In today's environment someone will get pissed about anything. But no one stormed the castle when Stephen King said Richard Bachman was a veteran. Worry about it if you wish. But, frankly, this is a rookie concern that doesn't mean anything to more experienced writers.


----------



## Bayview (Jul 21, 2017)

Terry D said:


> In today's environment someone will get pissed about anything. But no one stormed the castle when Stephen King said Richard Bachman was a veteran. Worry about it if you wish. But, frankly, this is a rookie concern that doesn't mean anything to more experienced writers.



I have over thirty novels published. I would never outright lie in an author bio.


----------



## Terry D (Jul 22, 2017)

And you are entitled to your opinion, just as any of us are. This discussion has veered into pendency, so I'll leave it at that.


----------



## Bayview (Jul 22, 2017)

Terry D said:


> And you are entitled to your opinion, just as any of us are. This discussion has veered into pendency, so I'll leave it at that.



It'd probably be pedantic to point out that the more usual word is "pedantry"?

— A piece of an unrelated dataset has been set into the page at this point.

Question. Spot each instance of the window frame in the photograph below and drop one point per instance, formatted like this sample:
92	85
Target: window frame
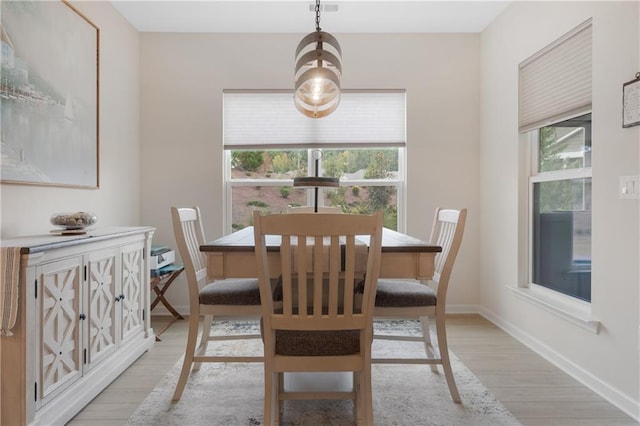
570	308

And I agree that my opinion isn't intrinsically worth more than anyone else's. I just don't agree that worrying about how one represents oneself is "a rookie concern that doesn't mean anything to more experienced writers" and I use my experience as evidence of that.


----------



## Terry D (Jul 22, 2017)

Bayview said:


> It'd probably be pedantic to point out that the more usual word is "pedantry"?



You are right. Thanks for the correction.



> And I agree that my opinion isn't intrinsically worth more than anyone else's. I just don't agree that worrying about how one represents oneself is "a rookie concern that doesn't mean anything to more experienced writers" and I use my experience as evidence of that.



You are already misrepresenting yourself by using a pen name. Everything else is simply a matter of degree. A point I made long ago.


----------



## Jack of all trades (Jul 22, 2017)

Terry D said:


> You are right. Thanks for the correction.


Completely different meanings : 

"ped·ant·ry /ped()ntrē/ noun excessive concern with minor details and rules." 

Vs

"Pendency | Define Pendency at Dictionary.com www.dictionary.com/browse/pendency the state or time of being pending, undecided, or undetermined, as of a lawsuit"




> You are already misrepresenting yourself by using a pen name. Everything else is simply a matter of degree. A point I made long ago.



This kinda makes the opposing point. You feel that using a pen name is a misrepresentation. From there to "an in-depth, fictional bio is a making a bad thing worse" is not such a far leap.


----------